Database objects in Azure Databricks
Azure Databricks uses two primary securable objects to store and access data.
- Tables govern access to tabular data.
- Volumes govern access to non-tabular data.
This article describes how these database objects relate to catalogs, schemas, views, and other database objects in Azure Databricks. This article also provides a high-level introduction to how database objects work in the context of the overall platform architecture.
What are database objects in Azure Databricks?
Database objects are entities that help you organize, access, and govern data. Azure Databricks uses a three-tier hierarchy to organize database objects:
- Catalog: The top level container, contains schemas. See What are catalogs in Azure Databricks?.
- Schema or database: Contains data objects. See What are schemas in Azure Databricks?.
- Data objects that can be contained in a schema:
- Volume: a logical volume of non-tabular data in cloud object storage. See What are Unity Catalog volumes?.
- Table: a collection of data organized by rows and columns.
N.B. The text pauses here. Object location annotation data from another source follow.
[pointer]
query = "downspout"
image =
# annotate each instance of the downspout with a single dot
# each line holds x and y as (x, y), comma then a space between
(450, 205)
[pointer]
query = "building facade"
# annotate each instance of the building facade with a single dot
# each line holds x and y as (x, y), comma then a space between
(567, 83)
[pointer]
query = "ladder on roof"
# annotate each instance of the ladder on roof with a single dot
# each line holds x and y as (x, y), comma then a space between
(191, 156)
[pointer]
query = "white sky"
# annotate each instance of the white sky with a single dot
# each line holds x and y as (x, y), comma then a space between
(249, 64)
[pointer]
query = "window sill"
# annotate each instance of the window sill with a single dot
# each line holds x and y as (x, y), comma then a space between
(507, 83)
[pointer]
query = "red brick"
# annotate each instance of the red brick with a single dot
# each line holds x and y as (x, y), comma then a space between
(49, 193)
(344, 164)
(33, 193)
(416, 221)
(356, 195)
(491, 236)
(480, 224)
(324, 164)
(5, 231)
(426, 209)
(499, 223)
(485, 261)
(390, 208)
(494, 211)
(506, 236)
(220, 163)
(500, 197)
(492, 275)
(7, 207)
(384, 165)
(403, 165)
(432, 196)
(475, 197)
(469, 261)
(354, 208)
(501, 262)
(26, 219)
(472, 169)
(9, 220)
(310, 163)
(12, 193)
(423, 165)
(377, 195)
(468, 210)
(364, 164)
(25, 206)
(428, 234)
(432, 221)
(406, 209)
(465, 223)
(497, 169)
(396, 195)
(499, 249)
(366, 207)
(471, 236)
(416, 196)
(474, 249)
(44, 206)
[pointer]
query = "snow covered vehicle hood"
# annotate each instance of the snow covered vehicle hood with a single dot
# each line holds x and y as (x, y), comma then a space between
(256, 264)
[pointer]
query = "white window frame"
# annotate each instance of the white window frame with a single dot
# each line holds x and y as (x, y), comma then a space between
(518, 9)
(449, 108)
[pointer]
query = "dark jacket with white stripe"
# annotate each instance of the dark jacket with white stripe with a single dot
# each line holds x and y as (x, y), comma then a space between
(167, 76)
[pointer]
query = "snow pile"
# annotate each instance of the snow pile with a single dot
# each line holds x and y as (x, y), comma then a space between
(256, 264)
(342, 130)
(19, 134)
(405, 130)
See What is a table?.
- View: a saved query against one or more tables. See What is a view?.
- Function: saved logic that returns a scalar value or set of rows. See User-defined functions (UDFs) in Unity Catalog.
- Model: a machine learning model packaged with MLflow. See Manage model lifecycle in Unity Catalog.
Catalogs are registered in a metastore that is managed at the account level. Only admins interact directly with the metastore. See Metastores.
Azure Databricks provides additional assets for working with data, all of which are governable using workspace-level access controls or Unity Catalog, the Databricks data governance solution:
- Workspace-level data assets, like notebooks, jobs, and queries.
- Unity Catalog securable objects like storage credentials and Delta Sharing shares, which primarily control access to storage or secure sharing.
For more information, see Database objects vs. workspace securable data assets and Unity Catalog securable credentials and infrastructure.
Managing access to database objects using Unity Catalog
You can grant and revoke access to database objects at any level in the hierarchy, including the metastore itself. Access to an object implicitly grants the same access to all children of that object, unless access is revoked.
You can use typical ANSI SQL commands to grant and revoke access to objects in Unity Catalog. You can also use Catalog Explorer for UI-driven management of data object privileges.
For more information about securing objects in Unity Catalog, see Securable objects in Unity Catalog.
Default object permissions in Unity Catalog
Depending on how your workspace was created and enabled for Unity Catalog, your users may have default permissions on automatically provisioned catalogs, including either the main
catalog or the workspace catalog (<workspace-name>
). For more information, see Default user privileges.
If your workspace was enabled for Unity Catalog manually, it includes a default schema named default
in the main
catalog that is accessible to all users in your workspace. If your workspace was enabled for Unity Catalog automatically and includes a <workspace-name>
catalog, that catalog contains a schema named default
that is accessible to all users in your workspace.
Database objects vs. workspace securable data assets
Azure Databricks allows you to manage multiple data engineering, analytics, ML, and AI assets alongside your database objects. You do not register these data assets in Unity Catalog. Instead, these assets are managed at the workspace level, using control lists to govern permissions. These data assets include the following:
- Notebooks
- Dashboards
- Jobs
- Pipelines
- Workspace files
- SQL queries
- Experiments
Most data assets contain logic that interacts with database objects to query data, use functions, register models, or other common tasks. To learn more about securing workspace data assets, see Access control lists.
Note
Access to compute is governed by access control lists. You configure compute with an access mode and can add additional cloud permissions, which control how users can access data. Databricks recommends using compute policies and restricting cluster creation privileges as a data governance best practice. See Access modes.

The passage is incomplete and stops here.